If you talk to anyone in the government who has ever tried to hire someone, they are not particularly thrilled with the way HR works, and from what I understand, there was a time when hiring was done sort of within the departments. Not entirely, but much more so. The departments seem happier with that, and it was generally quicker. The Department of Infrastructure has taken back control over procurement of all items over $50,000 and, from what I understand, departments now have difficulty procuring items. You know, we can't spend half the money that we allocate for procurement. Financial shared services has also been recently created, and it has been taken out of the departments and the people who directly use those into a central, you know, area in Finance, and now the people in the departments don't have a relationship with the Finance person anymore. Now it is just they contact Finance, and that person might not be very familiar with what goes on in their department, and I know that has caused issues in some departments.
Now, we are doing the same thing with these tech positions. So there are people right now who develop and design programs for use by departments, and they are working there on the front lines with the people who use those programs, and that creates a good feedback loop. If there are issues, they can talk directly to those people.
Now, there is going to be this gap between them and there is going to be the group of tech people and there is going to be the group of people on the front line, and they are not going to be dedicated to one project, and so they are not going to have that relationship. I foresee issues, and I don't know why this was done so soon after financial shared services and without an evaluation of how things are going in human resources and without an evaluation of how the departments like the new procurement services. Because, from everything I can tell, no one is really happy with it.
Even, you know, contractors. Before, if they had a contract with a department to procure something, they knew the people in that department. They could contact them. If there were problems with payments, they knew who to contact. Now, you contact Finance. It is some nameless person behind a desk somewhere in Yellowknife, and they have no idea what is going on with that person's project.

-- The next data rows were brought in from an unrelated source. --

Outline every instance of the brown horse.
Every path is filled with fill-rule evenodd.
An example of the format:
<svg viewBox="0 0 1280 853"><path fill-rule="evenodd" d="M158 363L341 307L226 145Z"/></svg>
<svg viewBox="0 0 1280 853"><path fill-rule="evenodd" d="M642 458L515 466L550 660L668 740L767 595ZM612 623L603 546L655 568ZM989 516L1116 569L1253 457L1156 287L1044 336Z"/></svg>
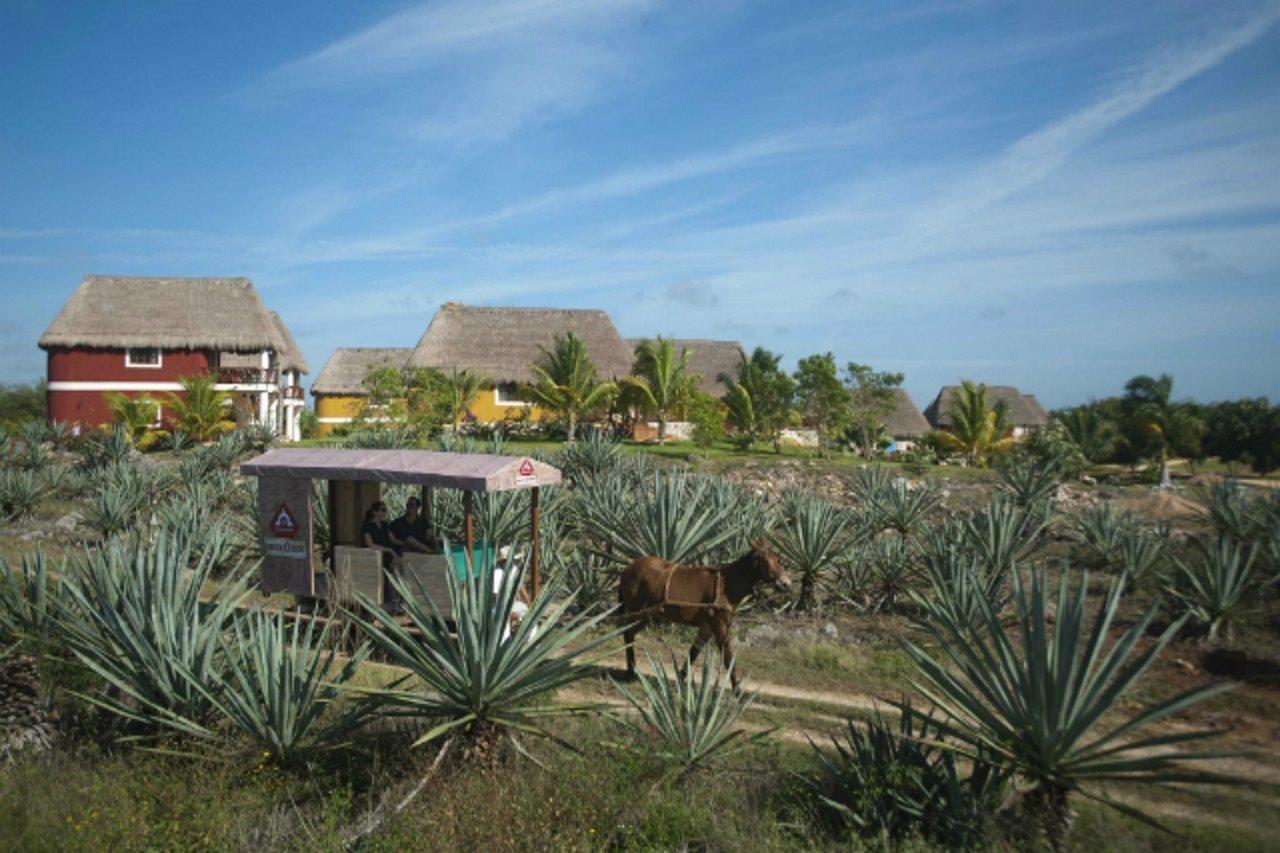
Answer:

So I see a lot of problems with these sort of centralizations that have already happened, and yet we are going ahead with a new one. So the question is about what sort of measurements we are going to use to measure the success of this is almost moot because these measurements should have been done over the years on these other departments, and I don't think they have been.
I understand why there might be some need to reorganize. You know, you want to have people working together who are doing similar things, but I don't know if a massive organization all at once is the way to go about it. I remember one deputy minister said to me in the business plans, and it wasn't related to this, it was about something else, but no matter how you organize government, it is about communication. I see that now we are just organizing it, but we are not putting any thought toward communication. I have grave concerns about this, and I think this is ill-informed, and, you know, I don't know if I can support the budget on this alone, seeing what we have seen in the past with the other sorts of amalgamations. I just wanted to let the department. I don't really have a question. It was just a comment. Thank you, Mr. Chair.